Auteurs(trice)
Associé, Litiges, Montréal
Associé, Litiges, Toronto
Associé, Litiges, Calgary
Associée, Litiges, Montréal
Associé, Litiges, Toronto
Associé, Litiges et Insolvabilité et restructuration, Montréal
Table des matières
Revue de la jurisprudence sur la protection de la vie privée
R. v. Bykovets, 2024 SCC 6
Faits
L’appelant, Bykovets, a été déclaré coupable de fraude par carte de crédit. Au cours de leur enquête, les services de police ont obtenu de Moneris, une société tierce de traitement des paiements, les adresses IP utilisées pour les opérations de l’appelant.

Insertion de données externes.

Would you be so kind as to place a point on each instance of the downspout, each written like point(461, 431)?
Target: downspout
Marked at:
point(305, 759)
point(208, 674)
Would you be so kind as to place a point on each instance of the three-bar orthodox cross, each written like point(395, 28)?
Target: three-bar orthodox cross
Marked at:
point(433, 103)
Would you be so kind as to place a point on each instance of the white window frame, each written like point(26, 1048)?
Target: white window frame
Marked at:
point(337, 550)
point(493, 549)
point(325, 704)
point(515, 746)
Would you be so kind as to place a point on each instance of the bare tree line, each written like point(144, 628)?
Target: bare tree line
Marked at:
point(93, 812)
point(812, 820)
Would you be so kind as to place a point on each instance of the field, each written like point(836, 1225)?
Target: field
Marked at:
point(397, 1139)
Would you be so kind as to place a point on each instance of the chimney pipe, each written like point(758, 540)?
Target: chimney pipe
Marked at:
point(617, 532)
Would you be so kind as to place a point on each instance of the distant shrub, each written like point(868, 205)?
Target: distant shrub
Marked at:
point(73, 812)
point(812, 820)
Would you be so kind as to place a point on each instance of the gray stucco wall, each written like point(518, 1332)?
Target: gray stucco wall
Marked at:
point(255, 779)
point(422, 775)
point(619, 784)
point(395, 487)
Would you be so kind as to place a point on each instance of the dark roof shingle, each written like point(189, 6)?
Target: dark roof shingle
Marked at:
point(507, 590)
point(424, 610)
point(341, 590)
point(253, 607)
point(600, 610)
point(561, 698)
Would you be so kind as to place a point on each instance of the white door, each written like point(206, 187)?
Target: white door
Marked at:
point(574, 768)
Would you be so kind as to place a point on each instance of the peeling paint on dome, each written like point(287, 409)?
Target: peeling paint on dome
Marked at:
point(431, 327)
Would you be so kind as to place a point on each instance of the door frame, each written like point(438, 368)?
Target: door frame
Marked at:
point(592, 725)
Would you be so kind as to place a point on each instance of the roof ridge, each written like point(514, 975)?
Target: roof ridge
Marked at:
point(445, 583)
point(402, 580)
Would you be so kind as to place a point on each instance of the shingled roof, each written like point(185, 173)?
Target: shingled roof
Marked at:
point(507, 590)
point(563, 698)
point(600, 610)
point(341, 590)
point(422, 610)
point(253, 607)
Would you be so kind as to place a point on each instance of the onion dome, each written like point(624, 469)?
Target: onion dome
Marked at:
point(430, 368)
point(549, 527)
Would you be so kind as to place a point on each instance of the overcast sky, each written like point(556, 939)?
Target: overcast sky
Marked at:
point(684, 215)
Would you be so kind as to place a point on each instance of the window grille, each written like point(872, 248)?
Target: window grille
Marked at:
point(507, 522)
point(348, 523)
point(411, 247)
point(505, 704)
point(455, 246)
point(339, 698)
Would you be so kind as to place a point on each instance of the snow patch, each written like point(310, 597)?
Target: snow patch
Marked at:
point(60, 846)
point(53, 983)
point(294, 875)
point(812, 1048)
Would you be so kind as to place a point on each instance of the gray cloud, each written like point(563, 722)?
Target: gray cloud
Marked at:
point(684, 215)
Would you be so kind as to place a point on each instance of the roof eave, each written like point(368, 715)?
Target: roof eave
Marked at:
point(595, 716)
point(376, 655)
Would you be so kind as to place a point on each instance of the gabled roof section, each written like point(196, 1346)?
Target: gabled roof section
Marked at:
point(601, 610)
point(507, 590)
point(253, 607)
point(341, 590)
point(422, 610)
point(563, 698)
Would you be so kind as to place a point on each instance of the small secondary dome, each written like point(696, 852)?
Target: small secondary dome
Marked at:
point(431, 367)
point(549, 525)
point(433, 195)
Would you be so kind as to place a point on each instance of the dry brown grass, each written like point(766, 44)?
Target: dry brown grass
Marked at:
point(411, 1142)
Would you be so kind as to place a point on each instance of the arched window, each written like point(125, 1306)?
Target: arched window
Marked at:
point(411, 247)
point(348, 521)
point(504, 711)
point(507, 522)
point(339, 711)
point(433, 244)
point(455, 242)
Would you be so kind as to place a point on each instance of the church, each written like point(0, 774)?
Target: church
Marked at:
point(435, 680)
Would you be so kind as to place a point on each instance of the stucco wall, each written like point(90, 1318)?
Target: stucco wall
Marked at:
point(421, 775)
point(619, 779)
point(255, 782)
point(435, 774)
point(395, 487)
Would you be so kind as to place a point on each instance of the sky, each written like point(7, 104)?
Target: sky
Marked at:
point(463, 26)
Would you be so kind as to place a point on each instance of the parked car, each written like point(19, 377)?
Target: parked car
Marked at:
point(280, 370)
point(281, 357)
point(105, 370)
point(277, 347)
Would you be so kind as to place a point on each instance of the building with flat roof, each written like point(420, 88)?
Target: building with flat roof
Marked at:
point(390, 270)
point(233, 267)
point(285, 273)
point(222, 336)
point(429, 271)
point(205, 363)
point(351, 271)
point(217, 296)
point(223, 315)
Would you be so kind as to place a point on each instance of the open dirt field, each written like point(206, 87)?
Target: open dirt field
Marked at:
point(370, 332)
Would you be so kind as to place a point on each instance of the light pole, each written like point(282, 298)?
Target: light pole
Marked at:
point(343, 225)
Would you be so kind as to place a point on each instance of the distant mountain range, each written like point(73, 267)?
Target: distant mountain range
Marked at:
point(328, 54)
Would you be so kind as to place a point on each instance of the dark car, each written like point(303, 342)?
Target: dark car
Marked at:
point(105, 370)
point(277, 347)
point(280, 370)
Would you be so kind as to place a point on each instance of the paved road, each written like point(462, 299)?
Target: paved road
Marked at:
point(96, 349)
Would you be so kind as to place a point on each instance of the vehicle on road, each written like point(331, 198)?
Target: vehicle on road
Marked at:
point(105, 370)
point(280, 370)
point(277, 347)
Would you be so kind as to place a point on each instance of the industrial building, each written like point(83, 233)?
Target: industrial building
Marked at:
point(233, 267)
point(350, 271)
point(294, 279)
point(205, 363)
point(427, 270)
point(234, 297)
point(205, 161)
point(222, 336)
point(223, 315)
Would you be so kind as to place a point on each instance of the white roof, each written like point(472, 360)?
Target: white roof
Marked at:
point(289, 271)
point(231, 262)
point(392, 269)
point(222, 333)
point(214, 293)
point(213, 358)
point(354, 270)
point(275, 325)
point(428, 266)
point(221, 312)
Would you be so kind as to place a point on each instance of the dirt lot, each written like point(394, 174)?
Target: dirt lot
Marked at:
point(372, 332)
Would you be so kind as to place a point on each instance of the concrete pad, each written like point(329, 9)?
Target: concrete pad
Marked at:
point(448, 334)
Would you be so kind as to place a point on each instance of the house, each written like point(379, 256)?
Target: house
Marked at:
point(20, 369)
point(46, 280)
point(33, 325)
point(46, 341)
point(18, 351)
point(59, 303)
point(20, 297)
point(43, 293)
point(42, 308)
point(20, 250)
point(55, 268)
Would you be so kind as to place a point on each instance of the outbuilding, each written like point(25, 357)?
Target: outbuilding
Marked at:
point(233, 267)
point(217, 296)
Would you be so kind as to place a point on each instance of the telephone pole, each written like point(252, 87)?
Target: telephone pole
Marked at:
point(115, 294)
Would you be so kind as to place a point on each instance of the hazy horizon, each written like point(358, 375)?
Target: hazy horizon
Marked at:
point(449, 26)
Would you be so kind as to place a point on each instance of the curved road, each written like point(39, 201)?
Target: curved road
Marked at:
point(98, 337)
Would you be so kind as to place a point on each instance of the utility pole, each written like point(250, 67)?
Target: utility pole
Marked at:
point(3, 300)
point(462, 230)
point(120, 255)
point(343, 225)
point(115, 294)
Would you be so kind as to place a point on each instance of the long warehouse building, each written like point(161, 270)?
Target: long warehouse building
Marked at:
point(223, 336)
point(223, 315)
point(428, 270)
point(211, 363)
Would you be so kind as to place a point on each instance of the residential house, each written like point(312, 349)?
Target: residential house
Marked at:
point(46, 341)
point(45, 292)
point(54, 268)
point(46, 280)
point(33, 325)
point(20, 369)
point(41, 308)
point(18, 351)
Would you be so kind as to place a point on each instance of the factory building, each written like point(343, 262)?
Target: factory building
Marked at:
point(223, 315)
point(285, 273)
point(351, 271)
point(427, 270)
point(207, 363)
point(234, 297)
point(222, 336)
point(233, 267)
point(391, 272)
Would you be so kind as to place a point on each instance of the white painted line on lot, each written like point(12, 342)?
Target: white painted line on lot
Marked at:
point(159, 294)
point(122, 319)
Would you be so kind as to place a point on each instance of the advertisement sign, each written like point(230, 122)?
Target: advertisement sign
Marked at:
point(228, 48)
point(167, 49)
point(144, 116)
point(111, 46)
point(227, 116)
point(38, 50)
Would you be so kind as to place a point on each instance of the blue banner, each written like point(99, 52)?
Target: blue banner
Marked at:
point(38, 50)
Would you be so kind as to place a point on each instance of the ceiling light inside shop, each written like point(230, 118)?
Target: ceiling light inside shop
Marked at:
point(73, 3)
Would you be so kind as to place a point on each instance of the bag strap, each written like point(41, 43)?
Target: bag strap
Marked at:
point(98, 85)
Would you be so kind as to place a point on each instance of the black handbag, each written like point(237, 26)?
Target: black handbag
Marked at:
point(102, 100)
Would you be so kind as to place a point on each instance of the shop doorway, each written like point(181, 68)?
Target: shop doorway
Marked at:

Ils ont fait cette démarche sans autorisation judiciaire préalable.
L’appelant a allégué que la demande faite par la police à Moneris avait violé son droit à la protection contre les fouilles, les perquisitions et les saisies abusives garanti par l’article 8 de la Charte canadienne des droits et libertés, partie I de la Loi constitutionnelle de 1982, Annexe B de la Loi de 1982 sur le Canada (Royaume-Uni), 1982, c. 11 (Charte canadienne). La question soumise à la Cour suprême était celle de savoir si un individu avait une attente raisonnable au respect de sa vie privée à l’égard de son adresse IP.
Décision
La Cour suprême a accueilli l’appel à la majorité et ordonné un nouveau procès, estimant que l’adresse IP d’un individu est protégée par l’article 8 de la Charte canadienne. Les services de police sont donc tenus d’obtenir une autorisation judiciaire avant de se procurer une adresse IP auprès d’un tiers.
La Cour a interprété l’article 8 de la Charte canadienne de manière large et téléologique. Définir une « attente raisonnable au respect de la vie privée » est une opération de mise en balance. En l’espèce, la balance penche en faveur de l’extension de l’attente raisonnable au respect de la vie privée aux adresses IP. Le caractère éminemment privé des renseignements que peut révéler une adresse IP suggère fortement que le droit du public de ne pas être importuné devrait l’emporter sur le droit du gouvernement de réaliser ses objectifs d’application de la loi.
Internet a fait augmenter de manière exponentielle tant la qualité que la quantité de renseignements stockés à propos des internautes. Il a permis à des sociétés privées de suivre les utilisateurs et d’établir des profils contenant des renseignements que les utilisateurs ne savent pas qu’ils dévoilent. En concentrant cette masse de renseignements entre les mains de tiers du secteur privé, Internet a modifié la topographie de la vie privée sous le régime de la Charte canadienne. Il a ajouté un tiers à l’écosystème constitutionnel, et a fait de la relation horizontale entre l’individu et l’État une relation tripartite.
Bien que l’article 8 de la Charte canadienne ne s’applique pas aux tiers eux-mêmes, ceux-ci jouent le rôle de médiateur(s) dans une relation directement régie par cet article – celle entre le défendeur et la police. La surveillance judiciaire est donc le moyen approprié pour enlever aux sociétés privées le pouvoir de décider s’il convient de dévoiler des renseignements et, le cas échéant, en quelle quantité.
Les juges dissidents auraient rejeté l’appel, car, selon eux, l’appelant n’avait pas d’attente raisonnable au respect de sa vie privée à l’égard de son adresse IP. Par conséquent, la police n’aurait pas eu besoin d’une autorisation judiciaire.
Point principal à retenir
L’attente raisonnable au respect de la vie privée comprend la protection de l’adresse IP d’un individu et est donc protégée par l’article 8 de la Charte canadienne. Il faut donc se procurer une autorisation judiciaire préalable pour obtenir une adresse IP auprès d’un tiers.